Bien plus qu'un parcours touristique, les Khatchatryan proposent un voyage émouvant dans l'histoire de l'Arménie.

On trouvera naturellement la Danse du sabre dans l’arrangement de Heifetz, mais le programme que proposent le frère et la soeur Khatchatryan est bien plus qu’une simple juxtaposition de miniatures: plutôt un voyage dans l’histoire, du pionnier Komitas Vardapet (1869-1935) à Arno Babadjanian (1921-83), et la géographie de l’Arménie. Les Sept danses folkloriques pour piano du premier n’agissent-elles pas comme le pendant arménien de la Suite espagnole d’Albéniz? Il y a quelque chose d’immédiatement communicatif dans cette musique qui tient à la fois d’une comptine an- cestrale, à la simplicité lapidaire, et d’une liberté farouche et hautaine propre aux Tziganes. Le musicologue pointera les gammes et modes caractéristiques dont certains seront étudiés par Bartók, la forme du verbunkos (Rhapsodie d’Eduard Bagdasaryan) ou l’apparition en filigrane du Dies Irae grégorien (diabolique Introduction & Perpetuum mobile d’Edvard Mirzoyan). Plus intuitif, le mélomane croira reconnaître par endroits Prokofiev et Enesco, ailleurs l’Albéniz mauresque d’El Albaicin… et même Schoenberg dans les âpres dissonances de Babadjanian.

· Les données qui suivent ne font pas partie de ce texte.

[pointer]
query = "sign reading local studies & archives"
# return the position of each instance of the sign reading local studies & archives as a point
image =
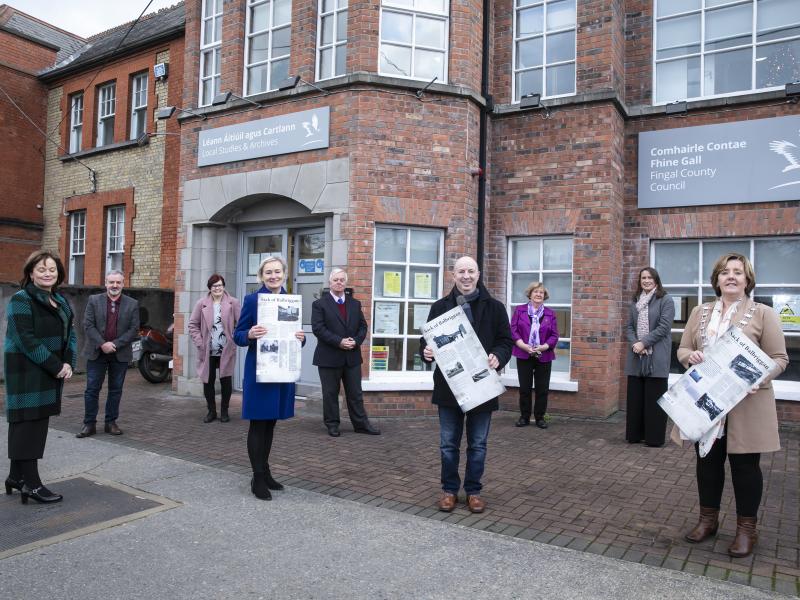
(731, 163)
(295, 132)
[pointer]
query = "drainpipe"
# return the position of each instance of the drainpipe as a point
(484, 120)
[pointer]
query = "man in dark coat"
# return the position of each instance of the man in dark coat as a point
(490, 321)
(339, 325)
(111, 325)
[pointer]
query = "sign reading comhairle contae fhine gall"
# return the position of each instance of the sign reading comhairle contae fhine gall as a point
(294, 132)
(730, 163)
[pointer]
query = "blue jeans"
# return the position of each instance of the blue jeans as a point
(451, 427)
(95, 375)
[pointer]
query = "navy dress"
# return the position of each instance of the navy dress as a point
(260, 401)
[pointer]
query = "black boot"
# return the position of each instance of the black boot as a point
(258, 485)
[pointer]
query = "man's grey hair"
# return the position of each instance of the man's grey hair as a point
(336, 271)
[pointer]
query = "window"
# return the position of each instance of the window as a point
(544, 47)
(106, 108)
(414, 35)
(685, 270)
(77, 246)
(407, 280)
(210, 44)
(268, 44)
(138, 105)
(115, 237)
(331, 38)
(75, 123)
(548, 260)
(706, 48)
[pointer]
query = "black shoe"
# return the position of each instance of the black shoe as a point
(87, 430)
(258, 485)
(368, 429)
(40, 494)
(12, 484)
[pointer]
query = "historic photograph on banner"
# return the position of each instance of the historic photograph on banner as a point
(461, 359)
(278, 357)
(703, 395)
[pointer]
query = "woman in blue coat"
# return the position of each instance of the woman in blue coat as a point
(262, 403)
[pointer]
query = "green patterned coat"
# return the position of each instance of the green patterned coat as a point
(39, 340)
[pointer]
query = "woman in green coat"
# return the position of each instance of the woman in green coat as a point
(40, 351)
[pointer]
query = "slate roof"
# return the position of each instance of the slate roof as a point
(32, 28)
(164, 24)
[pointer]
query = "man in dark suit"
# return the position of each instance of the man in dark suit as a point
(340, 328)
(111, 325)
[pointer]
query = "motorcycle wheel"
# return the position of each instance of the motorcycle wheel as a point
(153, 371)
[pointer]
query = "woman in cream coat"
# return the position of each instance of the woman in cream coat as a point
(752, 426)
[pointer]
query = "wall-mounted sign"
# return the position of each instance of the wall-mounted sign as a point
(295, 132)
(731, 163)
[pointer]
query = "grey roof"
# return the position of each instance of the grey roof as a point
(35, 29)
(163, 24)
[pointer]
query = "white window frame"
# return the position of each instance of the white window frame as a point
(398, 7)
(210, 51)
(115, 236)
(77, 245)
(545, 64)
(563, 377)
(106, 112)
(784, 389)
(410, 340)
(138, 105)
(340, 6)
(754, 45)
(76, 123)
(270, 60)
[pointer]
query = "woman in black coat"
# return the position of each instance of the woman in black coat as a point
(39, 354)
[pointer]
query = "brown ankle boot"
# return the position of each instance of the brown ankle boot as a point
(746, 537)
(706, 526)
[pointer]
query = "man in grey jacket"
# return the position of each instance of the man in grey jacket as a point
(111, 325)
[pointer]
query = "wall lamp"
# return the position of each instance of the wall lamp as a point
(291, 82)
(534, 101)
(224, 97)
(167, 111)
(676, 108)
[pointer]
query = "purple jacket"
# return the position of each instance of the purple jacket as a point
(521, 330)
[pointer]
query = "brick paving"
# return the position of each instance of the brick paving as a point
(576, 485)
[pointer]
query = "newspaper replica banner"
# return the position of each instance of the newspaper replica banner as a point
(461, 359)
(278, 352)
(698, 402)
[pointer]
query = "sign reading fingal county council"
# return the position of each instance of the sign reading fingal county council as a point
(730, 163)
(294, 132)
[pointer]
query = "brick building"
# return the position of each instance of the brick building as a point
(346, 152)
(110, 192)
(27, 45)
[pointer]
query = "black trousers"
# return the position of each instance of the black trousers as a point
(330, 378)
(225, 382)
(644, 419)
(533, 374)
(748, 482)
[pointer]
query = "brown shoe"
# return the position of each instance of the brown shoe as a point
(746, 537)
(706, 526)
(447, 502)
(475, 504)
(87, 430)
(112, 428)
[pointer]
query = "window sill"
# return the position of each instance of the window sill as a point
(99, 150)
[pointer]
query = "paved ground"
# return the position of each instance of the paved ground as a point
(576, 485)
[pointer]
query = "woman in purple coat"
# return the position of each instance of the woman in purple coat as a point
(263, 404)
(535, 332)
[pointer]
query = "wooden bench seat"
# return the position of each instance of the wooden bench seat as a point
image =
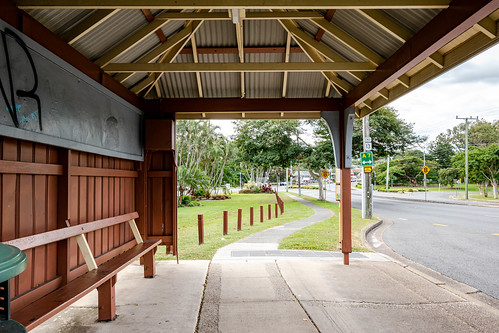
(102, 277)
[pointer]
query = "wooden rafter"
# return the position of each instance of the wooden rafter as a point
(179, 37)
(446, 26)
(222, 4)
(130, 42)
(166, 58)
(196, 60)
(286, 60)
(292, 27)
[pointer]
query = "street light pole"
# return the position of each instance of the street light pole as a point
(466, 153)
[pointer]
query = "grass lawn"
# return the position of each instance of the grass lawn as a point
(324, 236)
(213, 223)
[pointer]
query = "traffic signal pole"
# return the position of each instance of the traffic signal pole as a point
(367, 204)
(466, 154)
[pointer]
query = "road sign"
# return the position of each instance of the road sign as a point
(366, 158)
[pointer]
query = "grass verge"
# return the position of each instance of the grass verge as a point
(324, 235)
(213, 211)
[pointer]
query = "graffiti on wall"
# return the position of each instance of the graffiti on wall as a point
(10, 96)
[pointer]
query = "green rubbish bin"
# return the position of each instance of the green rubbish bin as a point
(12, 263)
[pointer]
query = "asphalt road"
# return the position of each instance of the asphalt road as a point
(459, 241)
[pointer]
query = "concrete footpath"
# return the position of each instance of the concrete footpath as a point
(251, 286)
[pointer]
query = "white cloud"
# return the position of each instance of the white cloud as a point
(471, 89)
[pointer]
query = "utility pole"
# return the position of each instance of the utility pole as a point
(299, 181)
(424, 163)
(387, 172)
(367, 204)
(466, 153)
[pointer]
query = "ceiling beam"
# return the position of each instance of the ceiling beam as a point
(247, 50)
(240, 67)
(88, 24)
(446, 26)
(223, 4)
(206, 105)
(220, 16)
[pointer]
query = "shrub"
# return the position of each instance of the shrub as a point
(266, 188)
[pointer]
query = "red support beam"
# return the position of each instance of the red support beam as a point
(172, 105)
(446, 26)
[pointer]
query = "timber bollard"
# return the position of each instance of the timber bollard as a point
(200, 229)
(251, 215)
(226, 222)
(239, 219)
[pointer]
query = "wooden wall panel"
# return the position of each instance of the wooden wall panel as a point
(161, 196)
(29, 204)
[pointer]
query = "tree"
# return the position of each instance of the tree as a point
(447, 176)
(264, 144)
(202, 154)
(441, 151)
(406, 169)
(390, 135)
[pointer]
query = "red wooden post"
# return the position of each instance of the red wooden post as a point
(239, 219)
(149, 263)
(200, 229)
(251, 215)
(226, 222)
(107, 301)
(346, 214)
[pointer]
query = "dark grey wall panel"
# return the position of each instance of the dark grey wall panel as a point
(58, 105)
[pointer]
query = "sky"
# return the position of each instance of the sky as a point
(471, 89)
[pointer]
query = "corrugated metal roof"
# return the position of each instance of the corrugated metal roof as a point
(264, 85)
(220, 84)
(412, 19)
(216, 34)
(305, 85)
(366, 32)
(110, 33)
(59, 20)
(264, 33)
(170, 87)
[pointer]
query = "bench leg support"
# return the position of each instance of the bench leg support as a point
(107, 300)
(149, 263)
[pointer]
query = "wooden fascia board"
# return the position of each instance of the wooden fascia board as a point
(220, 105)
(218, 4)
(240, 67)
(457, 56)
(447, 25)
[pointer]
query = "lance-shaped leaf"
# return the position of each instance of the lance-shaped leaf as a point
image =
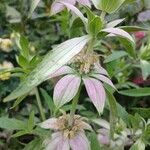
(55, 59)
(84, 2)
(145, 66)
(114, 23)
(76, 11)
(109, 6)
(57, 7)
(119, 32)
(80, 142)
(103, 79)
(34, 4)
(96, 93)
(66, 88)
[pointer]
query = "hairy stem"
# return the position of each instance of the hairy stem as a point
(103, 15)
(74, 105)
(39, 104)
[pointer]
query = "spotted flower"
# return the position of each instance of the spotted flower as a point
(66, 136)
(83, 68)
(59, 5)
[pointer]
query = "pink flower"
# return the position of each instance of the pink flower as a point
(59, 5)
(65, 136)
(84, 67)
(139, 35)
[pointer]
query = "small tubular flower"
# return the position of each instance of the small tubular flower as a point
(83, 67)
(66, 136)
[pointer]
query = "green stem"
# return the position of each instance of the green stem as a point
(74, 105)
(103, 15)
(90, 45)
(39, 104)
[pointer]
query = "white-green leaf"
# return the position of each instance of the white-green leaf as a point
(136, 92)
(33, 6)
(13, 15)
(114, 23)
(109, 6)
(138, 145)
(119, 32)
(145, 66)
(55, 59)
(115, 55)
(12, 124)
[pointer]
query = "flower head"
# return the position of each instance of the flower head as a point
(66, 136)
(84, 67)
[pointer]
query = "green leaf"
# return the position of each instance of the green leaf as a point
(95, 26)
(24, 46)
(13, 15)
(34, 4)
(55, 59)
(90, 14)
(133, 28)
(136, 92)
(48, 100)
(18, 101)
(109, 6)
(35, 144)
(123, 114)
(144, 112)
(31, 121)
(12, 124)
(138, 145)
(22, 61)
(129, 46)
(115, 55)
(114, 23)
(113, 112)
(145, 66)
(120, 33)
(95, 145)
(20, 133)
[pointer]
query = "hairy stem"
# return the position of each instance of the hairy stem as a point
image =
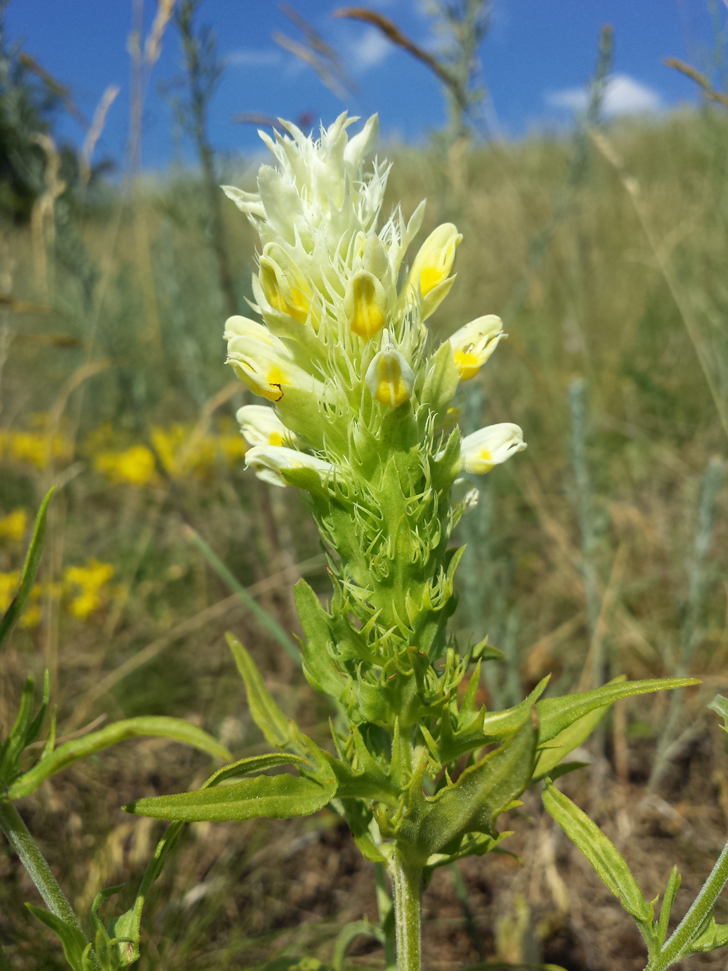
(689, 926)
(35, 863)
(407, 887)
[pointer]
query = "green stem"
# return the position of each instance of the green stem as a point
(407, 889)
(386, 917)
(691, 923)
(35, 863)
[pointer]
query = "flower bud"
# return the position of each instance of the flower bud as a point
(268, 461)
(365, 304)
(285, 287)
(474, 343)
(389, 377)
(435, 259)
(490, 446)
(262, 426)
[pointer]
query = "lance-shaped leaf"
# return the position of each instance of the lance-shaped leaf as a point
(483, 727)
(599, 851)
(24, 731)
(556, 714)
(551, 755)
(30, 569)
(474, 802)
(128, 925)
(72, 939)
(273, 797)
(161, 727)
(266, 713)
(713, 936)
(719, 705)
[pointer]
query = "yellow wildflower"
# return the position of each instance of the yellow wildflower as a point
(13, 525)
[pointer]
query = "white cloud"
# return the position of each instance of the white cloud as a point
(370, 49)
(623, 95)
(254, 57)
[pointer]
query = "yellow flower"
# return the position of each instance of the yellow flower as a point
(134, 465)
(13, 525)
(389, 377)
(261, 426)
(262, 360)
(474, 343)
(365, 304)
(490, 446)
(430, 273)
(9, 583)
(283, 284)
(87, 585)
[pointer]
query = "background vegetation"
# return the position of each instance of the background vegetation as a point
(601, 550)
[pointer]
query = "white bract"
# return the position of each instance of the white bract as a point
(342, 341)
(269, 461)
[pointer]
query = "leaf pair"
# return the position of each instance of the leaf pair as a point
(696, 933)
(274, 797)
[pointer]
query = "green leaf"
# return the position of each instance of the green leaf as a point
(12, 747)
(79, 748)
(255, 763)
(484, 727)
(30, 570)
(565, 742)
(712, 937)
(557, 714)
(127, 925)
(599, 851)
(72, 939)
(273, 797)
(719, 705)
(266, 713)
(321, 671)
(474, 802)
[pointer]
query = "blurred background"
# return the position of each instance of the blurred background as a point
(582, 150)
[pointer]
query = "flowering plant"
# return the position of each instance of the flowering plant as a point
(361, 421)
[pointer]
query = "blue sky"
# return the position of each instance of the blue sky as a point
(536, 59)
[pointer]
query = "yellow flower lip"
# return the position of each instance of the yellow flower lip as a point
(260, 425)
(365, 304)
(490, 446)
(474, 343)
(434, 262)
(389, 377)
(284, 286)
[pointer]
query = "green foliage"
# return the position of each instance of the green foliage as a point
(30, 569)
(697, 932)
(53, 761)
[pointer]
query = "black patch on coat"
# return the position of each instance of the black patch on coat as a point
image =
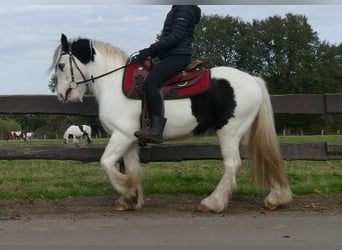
(83, 50)
(214, 108)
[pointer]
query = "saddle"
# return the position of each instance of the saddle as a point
(193, 80)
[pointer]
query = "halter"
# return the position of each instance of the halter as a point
(73, 83)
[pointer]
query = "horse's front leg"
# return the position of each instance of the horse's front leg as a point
(128, 184)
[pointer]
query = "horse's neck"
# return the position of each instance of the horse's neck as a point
(108, 85)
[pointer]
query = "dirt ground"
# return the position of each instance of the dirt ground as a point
(159, 206)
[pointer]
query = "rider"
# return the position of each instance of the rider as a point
(174, 49)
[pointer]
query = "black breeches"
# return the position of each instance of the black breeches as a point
(162, 72)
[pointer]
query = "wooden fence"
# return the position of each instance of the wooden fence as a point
(48, 104)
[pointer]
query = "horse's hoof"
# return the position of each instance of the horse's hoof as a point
(203, 208)
(120, 207)
(271, 206)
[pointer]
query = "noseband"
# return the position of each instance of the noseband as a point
(73, 83)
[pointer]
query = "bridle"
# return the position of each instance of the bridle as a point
(73, 84)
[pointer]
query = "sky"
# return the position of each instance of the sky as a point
(30, 30)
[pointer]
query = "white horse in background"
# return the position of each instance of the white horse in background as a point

La sublime mélodie " La Grue ", perçue par la diaspora arménienne comme un symbole du mal du pays, ouvre le disque avec une nostalgie dont il ne se départira plus. Quoique slave jusqu’au bout de l’archet, Sergey Khatchatryan parvient à tempérer l’Appassionato souvent à fleur de peau de ces pages grâce à un jeu raffiné, aux aigus percutants (Perpetuum mobile), joint à un sens du phrasé souverain. À sa soeur Lusine revient le plus complice des accompagnements et une compréhension intime des morceaux pour piano solo où la variété des attaques se conjugue avec une vocalité sous-jacente. Un disque magnifique.